I’m not going to argue with Kristof that many impoverished sometimes people make frustratingly and inexplicable choices with their limited resources. It’s a fact readily apparent on the Native American reservations near where I grew up, where you can see any number of people living in decrepit houses—that have satellite dishes. In poor developing countries, the harmful impacts of these decisions are even starker: Kristof documents one Congolese father who can’t pay $2 for school fees or $6 for a mosquito net, but manages to drop $12 a month on alcohol. There were definitely situations in Uganda where I just wanted to shake people and say, “Don’t you realize that you are too poor to be spending your money on that?!?”
So, all in all, Kristof makes a fair point: there is definitely some suffering out there that could be alleviated if only poor people, at times, prioritized better. What bothers me, though, is how easily arguments like this descend into the claim that poor people are poor because they make bad choices, and, by extension, if they didn’t make bad choices, they wouldn’t be poor. Although six months of development studies training hardly make me an expert, I have no qualms about saying that both assertions are nonsense.
This recent popularity of things like microfinance is rooted in the idea that the poor have the resources they need to develop themselves—they just need a bit of assistance in using them better. As we are increasingly finding, though, there’s only so much that clever mechanisms like micro-lending and micro-saving can accomplish in contexts of extreme deprivation. More small businesses aren’t going to help sub-Saharan African countries that have no internal markets. Similarly, Foreign Direct Investment is not going to suddenly flood into Congo because parents stop wasting money at the bar and instead ensure that their kids get a primary education and don’t die of malaria. Education and health are intrinsically good things, but as instruments for development, their power is limited in countries that are completely marginal to the world economy and have a GDP of $350 per head.
The other implication of choice-based narratives about poverty—that people are poor because they make bad choices—is something I find annoying on a personal, as well as academic, level.
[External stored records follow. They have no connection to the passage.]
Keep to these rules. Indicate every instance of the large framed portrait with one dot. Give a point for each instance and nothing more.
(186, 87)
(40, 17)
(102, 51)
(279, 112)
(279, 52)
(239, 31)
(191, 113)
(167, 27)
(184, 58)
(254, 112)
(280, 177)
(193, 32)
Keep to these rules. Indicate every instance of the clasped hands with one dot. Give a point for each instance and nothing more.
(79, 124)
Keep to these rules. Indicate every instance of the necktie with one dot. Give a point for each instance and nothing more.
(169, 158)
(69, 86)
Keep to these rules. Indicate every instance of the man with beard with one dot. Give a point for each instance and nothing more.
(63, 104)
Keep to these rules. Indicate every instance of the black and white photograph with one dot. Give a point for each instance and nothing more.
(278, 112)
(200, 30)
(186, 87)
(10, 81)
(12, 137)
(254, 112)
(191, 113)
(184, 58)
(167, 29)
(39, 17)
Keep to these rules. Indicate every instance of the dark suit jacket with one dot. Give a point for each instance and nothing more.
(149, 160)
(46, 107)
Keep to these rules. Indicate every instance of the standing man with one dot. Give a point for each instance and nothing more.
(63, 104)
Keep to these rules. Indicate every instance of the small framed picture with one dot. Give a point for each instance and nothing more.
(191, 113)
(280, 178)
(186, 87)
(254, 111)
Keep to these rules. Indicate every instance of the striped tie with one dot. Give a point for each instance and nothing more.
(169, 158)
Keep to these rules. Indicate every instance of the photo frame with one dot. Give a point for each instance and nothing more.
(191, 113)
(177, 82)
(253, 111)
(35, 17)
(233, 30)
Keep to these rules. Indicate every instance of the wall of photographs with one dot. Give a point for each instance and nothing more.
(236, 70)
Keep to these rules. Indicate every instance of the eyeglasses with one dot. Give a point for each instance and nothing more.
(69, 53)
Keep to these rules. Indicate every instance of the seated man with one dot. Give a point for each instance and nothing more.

It seems that we can test the idea that personal choices are the main cause of poverty by considering whether rich people make better choices with their money. Obviously, my vantage point is skewed by having spent my last five years in the perpetual potlatch of elite universities, but I think the answer is no. After all, if we’re talking about trade offs, why do we not have to take responsibility for spending multiple mosquito-nets-worth on a single cocktail? I could offer endless examples, but I will let the reader judge my hypothesis, which is that poor people don’t make any dumber choices than the rest of us—they just have a smaller margin for error.
If I’m right, then maybe “wasting” money is a human universal. Perhaps non-essentials—ranging from booze and hookers to more reputable forms of entertainment—are indeed “essential” to what people view as a minimal quality of life. In that case, it strikes me that any development strategy that relies on people prioritizing what we consider the bare essentials of survival—food, health, shelter—is destined for failure.